Post

Gt Gpu M9

Objectives

  • Understand multi-GPU architecture
  • Understand the challenges of multi-GPU architectures
  • Understand how to increase concurrency on multi-GPUs

Readings

Required Readings:

  • Arunkumar et al., “MCM-GPU: Multi-chip-module GPUs for continued performance scalability,” 2017 ACM/IEEE 44th Annual International Symposium on Computer Architecture (ISCA), Toronto, ON, Canada, 2017, (https://ieeexplore.ieee.org/document/8192482)

Optional Readings:

  • https://www.nvidia.com/en-us/data-center/nvlink/
  • https://developer.nvidia.com/blog/upgrading-multi-gpu-interconnectivity-with-the-third-generation-nvidia-nvswitch
  • https://docs.nvidia.com/cuda/gpudirect-rdma/index.html
  • Yu, Fuxun, Di Wang, Longfei Shangguan, Minjia Zhang, Chenchen Liu and Xiang Chen. “A Survey of Multi-Tenant Deep Learning Inference on GPU.” ArXivabs/2203.09040 (2022):
  • Zhisheng Ye, Wei Gao, Qinghao Hu, Peng Sun, Xiaolin Wang, Yingwei Luo, Tianwei Zhang, and Yonggang Wen. 2024. Deep Learning Workload Scheduling in GPU Datacenters: A Survey. ACM Comput. Surv. 56, 6, Article 146 (June 2024), 38 pages. https://doi.org/10.1145/3638757
  • https://docs.nvidia.com/deploy/pdf/CUDA_Multi_Process_Service_Overview.pdf

Module 9 Lesson 1 : Multi-GPU Hardware

Course Learning Objectives:

  • Describe multi-GPU architecture
  • Describe the challenges of multi-GPU systems
  • Introduce thread block scheduling and memory management in multi-GPUs
  • Explore alternative communication options in multi-GPUs

In this module we’ll cover multi-GPUs, which are commonly used for data center GPUs. In this video, we’ll discuss the hardware aspect of multi-GPU systems. The video will provide multi-GPU architecture and its core principles. The learning objectives of this video are, to understand the obstacles and complexities that multi-GPU systems present and how to address them. It will also provide an example of thread block scheduling and memory management techniques in the context of multi-GPUs. We’ll also explore alternative communication options designed specifically for multi-GPUs, offering enhanced data exchange capabilities.

Multi-GPUs

image

As the computing demand gets higher, GPUs have involved to scale up. First, GPU has evolved by increasing number of cores. However, in the monolithic GPU approach, the scaling would face several challenges, including cost, reliability. To overcome those challenges, the next way of scaling up is by connecting GPU chips using silicon interposer, or multi-sockets. After that, it even scale up by connecting the GPU board with multiple PCI Express connections.

Multi-GPU Connections

image

Let’s look at a little bit more on connecting multi-GPUs. To scale up packaging level integration of multi-GPU modules have shown up to build a larger logical GPUs, which can enable continuous performance scaling beyond Moore’s law. To accommodate the high bandwidth requirements of DRAM request, 3D stack memory like HBM has been connected. The entire systems, I/O bandwidth needs to be shared. In the NVIDIA, the connections is also done with NVLINK technology. Although the inside GPUs is composed of multiple GPUs, for programmer’s viewpoint, these are still just many SMs. All memories are accessible using global memory, which can be considered as a shared memory program space. The challenges is that memory is NUMA, non-uniform memory accesses which can be considered near memory and far memory in terms of memory latency and even for the bandwidth aspect, which brings two important questions.

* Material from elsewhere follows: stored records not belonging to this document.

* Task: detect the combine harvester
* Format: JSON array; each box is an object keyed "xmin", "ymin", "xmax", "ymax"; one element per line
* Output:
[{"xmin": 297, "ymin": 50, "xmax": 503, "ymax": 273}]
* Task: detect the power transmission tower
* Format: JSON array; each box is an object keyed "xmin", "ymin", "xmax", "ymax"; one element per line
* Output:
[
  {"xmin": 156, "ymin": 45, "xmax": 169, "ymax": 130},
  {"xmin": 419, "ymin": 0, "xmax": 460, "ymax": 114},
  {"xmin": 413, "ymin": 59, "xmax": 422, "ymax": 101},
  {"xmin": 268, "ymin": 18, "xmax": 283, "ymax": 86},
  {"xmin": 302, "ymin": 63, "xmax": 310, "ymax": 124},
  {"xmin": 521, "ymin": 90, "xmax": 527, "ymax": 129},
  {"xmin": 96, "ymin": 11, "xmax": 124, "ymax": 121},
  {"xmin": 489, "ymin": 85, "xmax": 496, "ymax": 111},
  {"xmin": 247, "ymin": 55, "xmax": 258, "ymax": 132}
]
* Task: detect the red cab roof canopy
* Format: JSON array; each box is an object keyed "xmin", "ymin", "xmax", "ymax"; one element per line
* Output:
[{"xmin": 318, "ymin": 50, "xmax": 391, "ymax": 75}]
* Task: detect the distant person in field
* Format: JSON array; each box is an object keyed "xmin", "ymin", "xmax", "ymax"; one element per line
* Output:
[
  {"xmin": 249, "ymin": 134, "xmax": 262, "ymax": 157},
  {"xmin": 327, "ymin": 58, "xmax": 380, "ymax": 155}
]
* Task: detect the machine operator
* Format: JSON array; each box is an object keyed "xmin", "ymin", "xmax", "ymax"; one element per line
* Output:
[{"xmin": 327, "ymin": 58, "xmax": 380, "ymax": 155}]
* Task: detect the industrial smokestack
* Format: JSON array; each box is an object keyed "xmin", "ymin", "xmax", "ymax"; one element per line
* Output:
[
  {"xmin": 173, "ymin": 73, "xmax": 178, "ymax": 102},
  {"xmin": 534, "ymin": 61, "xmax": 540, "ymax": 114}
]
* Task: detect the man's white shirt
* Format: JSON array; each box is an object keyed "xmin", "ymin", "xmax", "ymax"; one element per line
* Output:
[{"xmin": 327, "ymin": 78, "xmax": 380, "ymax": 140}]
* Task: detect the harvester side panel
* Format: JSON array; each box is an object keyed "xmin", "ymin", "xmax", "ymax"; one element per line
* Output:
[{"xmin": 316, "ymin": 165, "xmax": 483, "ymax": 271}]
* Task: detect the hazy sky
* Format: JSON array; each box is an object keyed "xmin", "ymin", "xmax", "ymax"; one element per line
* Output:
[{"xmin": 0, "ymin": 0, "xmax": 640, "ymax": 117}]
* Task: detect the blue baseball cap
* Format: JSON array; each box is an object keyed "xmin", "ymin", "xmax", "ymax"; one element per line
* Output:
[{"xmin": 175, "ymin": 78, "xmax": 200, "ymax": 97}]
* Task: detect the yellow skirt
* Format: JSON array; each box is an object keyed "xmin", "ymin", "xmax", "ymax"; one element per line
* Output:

How to schedule thread block in this GPU and how to allocate a page? One of the simple solution is to allocate the page in the near memory that the thread block is scheduled.

Thread Block Scheduling and Memory Mapping

image

Here is an example. Let’s assume that there are several thread blocks and each of them use different memory areas.

image

In a round-robing scheduling, each GPU will get different thread blocks. To make it simple, we just assume each GPU gets only one thread block. When the thread block request to access a certain page, the page will be allocated to the corresponding GPUs DRAM. This is first touch based allocations.

image

And after that, additional thread block will be scheduled. For example, Thread 5 is scheduled where thread block was originally scheduled.

image

In this case, it will bring Page 10, but for Page 8, it becomes a far memory accesses. So it’s important to schedule a thread block on GPUs that utilize a memory locality.If the schedule allocates the thread block where Page 8 is located, Thread Block 5 would have only near memory accesses. As an alternative option, memory pages can be migrated if there are enough far memory accesses.

NVLink/NVSwitch

image

NVLink is an alternative communication option to PCI Express bus. It’s a NVIDIA’s communication protocol. It provides high speed communication between GPU to GPU. For example, fourth generation of NVLink provides 900 GB/s per GPU and it has 18 links per GPU. To give an idea, H100 has 3 TB/s memory bandwidth with HBM3. So NVLink has about one fourth of memory bandwidth. As the number of GPUs gets increased, to provide more scalability of point to point communications. NVIDIA introduced Switch which is called NVSwitch. Hence multi-GPUs are connected with the NVSwitch and NVLink, which provide higher bandwidth and shorter latency with many GPUs.

Memory Space

image

When memories are located through PCI Express bus, it will use different memory spaces. GPUs are connected with the PCI Express with the CPUs. But it doesn’t provide enough communication bandwith to communicate different GPUs memory spaces, hence across multi-GPUs board. It uses RDMA to communicate. This programming is more like distributed memory systems. The RDAM connections are point to point and all memories can be connected. But in this figure in the slide, to simplify this figure, we only show one RDAM connections.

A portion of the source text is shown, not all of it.